← Back to context

Comment by jchw

3 days ago

> This… makes no sense to me. Almost by definition, an AI vendor will have a datacenter full of compute capacity. It feels like this solution has the problem backwards, effectively only limiting access to those without resources or trying to conserve them.

A lot of these bots consume a shit load of resources specifically because they don't handle cookies, which causes some software (in my experience, notably phpBB) to consume a lot of resources. (Why phpBB here? Because it always creates a new session when you visit with no cookies. And sessions have to be stored in the database. Surprise!) Forcing the bots to store cookies to be able to reasonably access a service actually fixes this problem altogether.

Secondly, Anubis specifically targets bots that try to blend in with human traffic. Bots that don't try to blend in with humans are basically ignored and out-of-scope. Most malicious bots don't want to be targeted, so they want to blend in... so they kind of have to deal with this. If they want to avoid the Anubis challenge, they have to essentially identify themselves. If not, they have to solve it.

Finally... If bots really want to durably be able to pass Anubis challenges, they pretty much have no choice but to run the arbitrary code. Anything else would be a pretty straight-forward cat and mouse game. And, that means that being able to accelerate the challenge response is a non-starter: if they really want to pass it, and not appear like a bot, the path of least resistance is to simply run a browser. That's a big hurdle and definitely does increase the complexity of scraping the Internet. It increases more the more sites that use this sort of challenge system. While the scrapers have more resources, tools like Anubis scale the resources required a lot more for scraping operations than it does a specific random visitor.

To me, the most important point is that it only fights bot traffic that intentionally tries to blend in. That's why it's OK that the proof-of-work challenge is relatively weak: the point is that it's non-trivial and can't be ignored, not that it's particularly expensive to compute.

If bots want to avoid the challenge, they can always identify themselves. Of course, then they can also readily be blocked, which is exactly what they want to avoid.

In the long term, I think the success of this class of tools will stem from two things:

1. Anti-botting improvements, particularly in the ability to punish badly behaved bots, and possibly share reputation information across sites.

2. Diversity of implementations. More implementations of this concept will make it harder for bots to just hardcode fastpath challenge response implementations and force them to actually run the code in order to pass the challenge.

I haven't kept up with the developments too closely, but as silly as it seems I really do think this is a good idea. Whether it holds up as the metagame evolves is anyone's guess, but there's actually a lot of directions it could be taken to make it more effective without ruining it for everyone.
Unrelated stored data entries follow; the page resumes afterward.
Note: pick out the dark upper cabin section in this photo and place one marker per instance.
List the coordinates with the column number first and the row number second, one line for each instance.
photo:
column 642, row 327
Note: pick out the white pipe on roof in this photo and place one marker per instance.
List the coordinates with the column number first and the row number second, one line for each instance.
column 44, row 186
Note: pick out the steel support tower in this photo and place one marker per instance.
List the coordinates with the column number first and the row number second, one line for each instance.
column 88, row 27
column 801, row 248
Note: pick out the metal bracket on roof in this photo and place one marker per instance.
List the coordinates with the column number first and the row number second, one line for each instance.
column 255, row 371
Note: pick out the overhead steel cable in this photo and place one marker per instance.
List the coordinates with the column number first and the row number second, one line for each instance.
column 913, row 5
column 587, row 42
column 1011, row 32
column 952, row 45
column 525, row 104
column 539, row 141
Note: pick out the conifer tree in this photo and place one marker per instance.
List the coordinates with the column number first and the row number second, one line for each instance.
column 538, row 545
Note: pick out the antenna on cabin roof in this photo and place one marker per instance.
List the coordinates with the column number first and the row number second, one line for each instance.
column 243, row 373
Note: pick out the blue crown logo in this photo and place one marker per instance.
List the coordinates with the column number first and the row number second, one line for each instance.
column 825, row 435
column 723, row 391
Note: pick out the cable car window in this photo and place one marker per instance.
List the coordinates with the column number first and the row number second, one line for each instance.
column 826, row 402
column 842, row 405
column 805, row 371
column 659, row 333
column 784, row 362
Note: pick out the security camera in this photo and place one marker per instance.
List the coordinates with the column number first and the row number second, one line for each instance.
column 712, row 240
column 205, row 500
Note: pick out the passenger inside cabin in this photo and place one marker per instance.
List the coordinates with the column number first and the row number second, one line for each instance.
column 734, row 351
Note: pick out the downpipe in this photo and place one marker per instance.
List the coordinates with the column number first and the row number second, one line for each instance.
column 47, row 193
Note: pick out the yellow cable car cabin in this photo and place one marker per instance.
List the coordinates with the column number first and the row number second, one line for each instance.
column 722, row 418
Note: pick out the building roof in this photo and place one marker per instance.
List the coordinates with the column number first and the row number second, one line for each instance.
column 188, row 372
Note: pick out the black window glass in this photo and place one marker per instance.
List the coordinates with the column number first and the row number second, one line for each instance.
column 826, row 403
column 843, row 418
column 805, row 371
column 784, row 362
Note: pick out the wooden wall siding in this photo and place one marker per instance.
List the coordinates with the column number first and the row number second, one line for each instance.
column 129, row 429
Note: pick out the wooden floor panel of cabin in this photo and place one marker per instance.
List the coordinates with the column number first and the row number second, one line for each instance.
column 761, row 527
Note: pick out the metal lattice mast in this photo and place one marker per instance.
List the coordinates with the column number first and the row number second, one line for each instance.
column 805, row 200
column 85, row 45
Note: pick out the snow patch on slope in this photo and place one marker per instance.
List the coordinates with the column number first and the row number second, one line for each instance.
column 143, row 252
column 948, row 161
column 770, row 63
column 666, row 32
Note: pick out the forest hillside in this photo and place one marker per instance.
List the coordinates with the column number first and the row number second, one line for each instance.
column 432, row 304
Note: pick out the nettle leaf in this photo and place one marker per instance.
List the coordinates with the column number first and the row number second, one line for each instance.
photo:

> A lot of these bots consume a shit load of resources specifically because they don't handle cookies, which causes some software (in my experience, notably phpBB) to consume a lot of resources. (Why phpBB here? Because it always creates a new session when you visit with no cookies. And sessions have to be stored in the database. Surprise!) Forcing the bots to store cookies to be able to reasonably access a service actually fixes this problem altogether.

... has phpbb not heard of the old "only create the session on the second visit, if the cookie was successfully created" trick?

  • phpBB supports browsers that don't support or accept cookies: if you don't have a cookie, the URL for all links and forms will have the session ID in it. Which would be great, but it seems like these bots are not picking those up either for whatever reason.

We have been seeing our clients' sites being absolutely *hammered* by AI bots trying to blend in. Some of the bots use invalid user agents - they _look_ valid on the surface, but under the slightest scrutiny, it becomes obvious they're not real browsers.

Personally I have no issues with AI bots, that properly identify themselves, from scraping content as if the site operator doesn't want it to happen they can easily block the offending bot(s).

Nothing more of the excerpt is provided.